Lorenzo Boetti, Mattia Bruno, Giovanni Gili

Computer Science and Simulation for Economics

Project work on

"Microcredit: a Micro Way for a Macro Challenge."


The applet requires Java 1.4.1 or higher. It will not run on Windows 95 or Mac OS 8 or 9. Mac users must have OS X 10.2.6 or higher and use a browser that supports Java 1.4. (Safari works, IE does not. Mac OS X comes with Safari. Open Safari and set it as your default web browser under Safari/Preferences/General.) On other operating systems, you may obtain the latest Java plugin from Sun's Java site.

created with NetLogo

view/download model file: microcredit.nlogo

This model simulates a small and simple economy in a poor country with a microfinance institution. The turtles start the simulation with a random level of wealth and they can then obtain a loan; if they do, they can buy raw materials, hire other turtles with a lower wealth level and produce some goods (symbolized by diamonds), which can be sold to other turtles.

The turtles, which are all pink at the beginning, start walking with random movements; if they walk over the patch which represents the bank, if microcredit is still available, they can obtain some (and they turn green). Once they have got it, they keep on moving and, if they walk over one of the two patches standing for traders, they can buy some raw materials.
If they do so and they meet with some turtles with a lower wealth level and no microcredit obtained, they hire them (the contractor becoming yellow and the workers red), paying a wage which contributes to improve the condition of poorer turtles.
Once they have obtained a loan, bought raw materials and hired some other turtles, the "entrepreneur turtles" start producing goods which can be sold to other turtles that have started with a higher wealth level and they're neither entrepreneurs nor workers (those buying diamonds turning blue).
By selling the products, the diamonds producers obtain a payment which repays their investments and grants them a gain, so that they can refound the loan (becoming white in this case).

Start the simulation by clicking "setup". Then, after clicking "go", the turtles start moving and producing in the way explained above; they keep on doing so until the "go" button remains pressed.

Buttons: setup
resets everything to the random-beginning values and releases in the simulated economy a number of turtles which can be chosen by the "number of turtles" slider.

Buttons: go
if clicked, the model starts running.

Sliders: turtles-number
on the left of the screen, this slider allows you to choose the number of turtles you'd like to start the simulation with.

Sliders: debts-available
this slider allows you to change the amount of debts available in the bank.

Sliders: loan-limit
this slider allows you to change the wealth's treshold necessary to have access to the loan market.

on the left of the screen, below the start and go buttons, there are three monitors which indicate the total amount of debts granted by the bank, the total number of diamonds produced and the number of repayments.

Plot: Production
this plot monitors the number of diamonds producers.

Plot: Populations
this plot indicates the trend of the number of employed turtles compared to the number of poor turtles.

When the setup and go button are clicked, the turtles immediatly start to do economic transactions: some of them obtain a loan and then buy raw materials and hire workers, some others buy diamonds and so on.
After running the model for a few cycles, you see how a micro-credit institution can improve the general wealth level of a poor society.

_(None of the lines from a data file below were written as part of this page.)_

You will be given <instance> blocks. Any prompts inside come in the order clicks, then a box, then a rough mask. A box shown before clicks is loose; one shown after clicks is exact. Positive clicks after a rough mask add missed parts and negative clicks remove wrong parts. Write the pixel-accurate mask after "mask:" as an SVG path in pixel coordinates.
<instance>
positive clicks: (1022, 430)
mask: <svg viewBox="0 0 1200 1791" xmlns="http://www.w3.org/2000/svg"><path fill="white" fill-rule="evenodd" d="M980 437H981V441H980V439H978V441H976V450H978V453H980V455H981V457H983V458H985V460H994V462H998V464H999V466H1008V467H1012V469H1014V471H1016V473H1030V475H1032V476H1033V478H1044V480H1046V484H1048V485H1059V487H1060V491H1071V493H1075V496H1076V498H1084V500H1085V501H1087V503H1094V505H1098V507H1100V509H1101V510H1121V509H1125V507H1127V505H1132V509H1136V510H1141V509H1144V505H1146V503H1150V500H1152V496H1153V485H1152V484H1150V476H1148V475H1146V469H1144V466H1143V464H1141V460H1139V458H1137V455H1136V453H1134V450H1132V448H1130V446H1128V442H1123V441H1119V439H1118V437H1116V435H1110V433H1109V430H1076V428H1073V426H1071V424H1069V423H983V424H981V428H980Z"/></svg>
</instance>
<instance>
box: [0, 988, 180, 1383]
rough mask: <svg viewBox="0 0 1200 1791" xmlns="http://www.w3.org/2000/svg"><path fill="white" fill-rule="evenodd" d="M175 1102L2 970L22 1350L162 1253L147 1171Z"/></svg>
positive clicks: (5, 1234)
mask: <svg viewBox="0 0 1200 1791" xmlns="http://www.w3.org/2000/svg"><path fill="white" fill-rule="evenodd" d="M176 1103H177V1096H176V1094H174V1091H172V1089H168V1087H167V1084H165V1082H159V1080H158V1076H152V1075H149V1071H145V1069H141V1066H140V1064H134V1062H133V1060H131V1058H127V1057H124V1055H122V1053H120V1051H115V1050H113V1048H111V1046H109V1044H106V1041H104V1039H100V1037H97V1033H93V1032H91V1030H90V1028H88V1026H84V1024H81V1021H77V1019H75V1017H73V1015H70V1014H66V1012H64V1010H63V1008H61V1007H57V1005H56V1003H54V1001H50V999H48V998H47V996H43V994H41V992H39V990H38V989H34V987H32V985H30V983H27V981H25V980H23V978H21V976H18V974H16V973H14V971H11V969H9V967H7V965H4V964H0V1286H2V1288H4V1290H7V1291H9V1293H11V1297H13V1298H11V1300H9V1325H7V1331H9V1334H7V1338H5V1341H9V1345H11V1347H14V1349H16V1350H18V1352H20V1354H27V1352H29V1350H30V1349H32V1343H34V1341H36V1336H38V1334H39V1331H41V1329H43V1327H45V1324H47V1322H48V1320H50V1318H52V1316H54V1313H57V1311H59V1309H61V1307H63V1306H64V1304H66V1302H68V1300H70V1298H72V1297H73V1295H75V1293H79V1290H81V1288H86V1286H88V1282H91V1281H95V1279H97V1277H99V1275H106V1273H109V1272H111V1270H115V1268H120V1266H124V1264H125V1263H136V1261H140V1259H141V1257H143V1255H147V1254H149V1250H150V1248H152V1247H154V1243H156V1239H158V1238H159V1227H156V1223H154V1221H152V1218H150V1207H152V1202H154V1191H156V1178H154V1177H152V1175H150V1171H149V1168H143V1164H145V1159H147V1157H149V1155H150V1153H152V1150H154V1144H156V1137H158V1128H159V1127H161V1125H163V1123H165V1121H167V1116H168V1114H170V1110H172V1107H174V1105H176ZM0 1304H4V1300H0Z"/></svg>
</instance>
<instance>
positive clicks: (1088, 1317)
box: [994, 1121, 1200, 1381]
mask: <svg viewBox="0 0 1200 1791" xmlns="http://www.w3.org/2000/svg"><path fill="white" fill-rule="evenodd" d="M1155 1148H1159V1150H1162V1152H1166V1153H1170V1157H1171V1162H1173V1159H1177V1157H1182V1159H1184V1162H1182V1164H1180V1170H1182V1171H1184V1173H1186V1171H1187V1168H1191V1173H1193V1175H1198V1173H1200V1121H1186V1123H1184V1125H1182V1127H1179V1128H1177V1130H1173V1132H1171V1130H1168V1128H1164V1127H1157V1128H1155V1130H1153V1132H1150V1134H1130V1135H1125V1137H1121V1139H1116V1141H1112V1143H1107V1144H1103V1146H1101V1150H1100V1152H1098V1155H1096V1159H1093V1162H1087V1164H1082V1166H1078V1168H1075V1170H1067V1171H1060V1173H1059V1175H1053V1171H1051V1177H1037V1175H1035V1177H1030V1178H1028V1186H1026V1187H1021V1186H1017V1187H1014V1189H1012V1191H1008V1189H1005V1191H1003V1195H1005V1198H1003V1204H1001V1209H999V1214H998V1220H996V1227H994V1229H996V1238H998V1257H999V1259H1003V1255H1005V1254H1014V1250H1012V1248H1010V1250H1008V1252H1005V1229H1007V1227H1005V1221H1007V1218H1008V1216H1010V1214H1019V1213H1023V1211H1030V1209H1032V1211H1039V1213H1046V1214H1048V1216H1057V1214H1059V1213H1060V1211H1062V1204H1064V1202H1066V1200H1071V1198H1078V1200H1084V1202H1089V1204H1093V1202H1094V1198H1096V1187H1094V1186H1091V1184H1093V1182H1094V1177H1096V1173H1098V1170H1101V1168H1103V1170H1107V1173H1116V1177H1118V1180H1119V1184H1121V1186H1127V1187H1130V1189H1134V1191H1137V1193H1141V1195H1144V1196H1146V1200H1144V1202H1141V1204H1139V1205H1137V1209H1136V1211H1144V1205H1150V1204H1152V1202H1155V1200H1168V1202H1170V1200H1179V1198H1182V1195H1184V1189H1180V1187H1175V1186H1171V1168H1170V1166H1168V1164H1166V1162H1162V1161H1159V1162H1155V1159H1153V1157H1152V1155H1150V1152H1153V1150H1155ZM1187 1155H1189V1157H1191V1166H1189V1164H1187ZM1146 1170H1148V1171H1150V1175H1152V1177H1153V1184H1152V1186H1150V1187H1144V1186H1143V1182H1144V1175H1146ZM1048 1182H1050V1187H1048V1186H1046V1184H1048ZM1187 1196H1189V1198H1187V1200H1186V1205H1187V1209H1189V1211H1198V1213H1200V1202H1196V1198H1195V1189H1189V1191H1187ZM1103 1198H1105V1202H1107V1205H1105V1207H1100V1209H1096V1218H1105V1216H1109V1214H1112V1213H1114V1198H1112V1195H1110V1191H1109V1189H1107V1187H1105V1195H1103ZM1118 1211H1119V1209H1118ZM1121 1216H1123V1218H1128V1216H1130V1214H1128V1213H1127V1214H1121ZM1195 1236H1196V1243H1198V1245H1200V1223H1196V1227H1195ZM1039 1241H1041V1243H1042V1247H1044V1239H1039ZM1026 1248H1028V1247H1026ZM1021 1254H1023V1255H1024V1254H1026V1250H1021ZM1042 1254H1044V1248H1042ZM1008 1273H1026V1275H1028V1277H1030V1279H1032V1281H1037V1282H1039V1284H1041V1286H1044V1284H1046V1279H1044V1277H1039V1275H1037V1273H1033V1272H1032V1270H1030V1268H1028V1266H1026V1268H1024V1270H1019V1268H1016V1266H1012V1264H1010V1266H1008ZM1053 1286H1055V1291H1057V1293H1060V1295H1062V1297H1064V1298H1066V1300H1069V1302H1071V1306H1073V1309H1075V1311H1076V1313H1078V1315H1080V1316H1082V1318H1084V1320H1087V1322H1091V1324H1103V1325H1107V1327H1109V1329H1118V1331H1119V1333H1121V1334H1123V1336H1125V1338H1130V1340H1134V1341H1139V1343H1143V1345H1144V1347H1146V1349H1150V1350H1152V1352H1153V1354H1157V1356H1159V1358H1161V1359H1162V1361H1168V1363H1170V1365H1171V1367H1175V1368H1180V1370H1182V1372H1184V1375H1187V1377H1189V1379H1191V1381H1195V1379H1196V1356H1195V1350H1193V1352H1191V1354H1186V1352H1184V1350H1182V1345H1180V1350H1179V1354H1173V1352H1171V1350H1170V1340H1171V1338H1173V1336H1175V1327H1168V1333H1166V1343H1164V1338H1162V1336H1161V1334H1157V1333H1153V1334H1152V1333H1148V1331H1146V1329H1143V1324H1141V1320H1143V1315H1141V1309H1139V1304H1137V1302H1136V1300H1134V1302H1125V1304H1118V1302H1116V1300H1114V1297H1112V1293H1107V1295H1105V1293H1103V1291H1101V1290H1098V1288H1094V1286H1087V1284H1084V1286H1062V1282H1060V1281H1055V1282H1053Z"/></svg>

In particular, the number of poor turtles immediatly decreases, meanwhile the number of workers, producers and diamond buyers increases.

Try different values of "microcredit-available". How does the model change if the amount of loans available for the turtles increases?

Move the slider of "turtles-number". How does this variation affect the results of the model?

Try different values of "loan-limit". Which are the effects on the model if you decrease the threshold necessary to obtain a loan?

This model simplifies the necessary procedures the turtles have to pursue to obtain the loan. Since microcredit, in the real world, is usually based on the constitution of a group of borrowers, one extension to the model could be to create this kind of groups where loans can be received in a continuous sequence.
In our simulation every borrower is warrantor of himself, while in the reality it is the whole group of borrowers that guarantees for every loan.

In our model, we hypothesize that the bank grants its loans at an interest rate equal to zero. The presence of an interest rate, applied by the bank on its loans, could therefore represent another possible extension.

Our model shows a close economy where only one bank exists and turtles can trade only among themselves; that means that after some cycles no more diamonds can be produced because of the endogenous lack of money.
The model could be improved by opening the economy to foreign investments and trades, giving the possibility to the economy to continue in the direction of growth.

A further improvement could be to add the role of the information in the model, so that the turtles could become entrepreneur because of the informations they receive from the turtles that already are producers.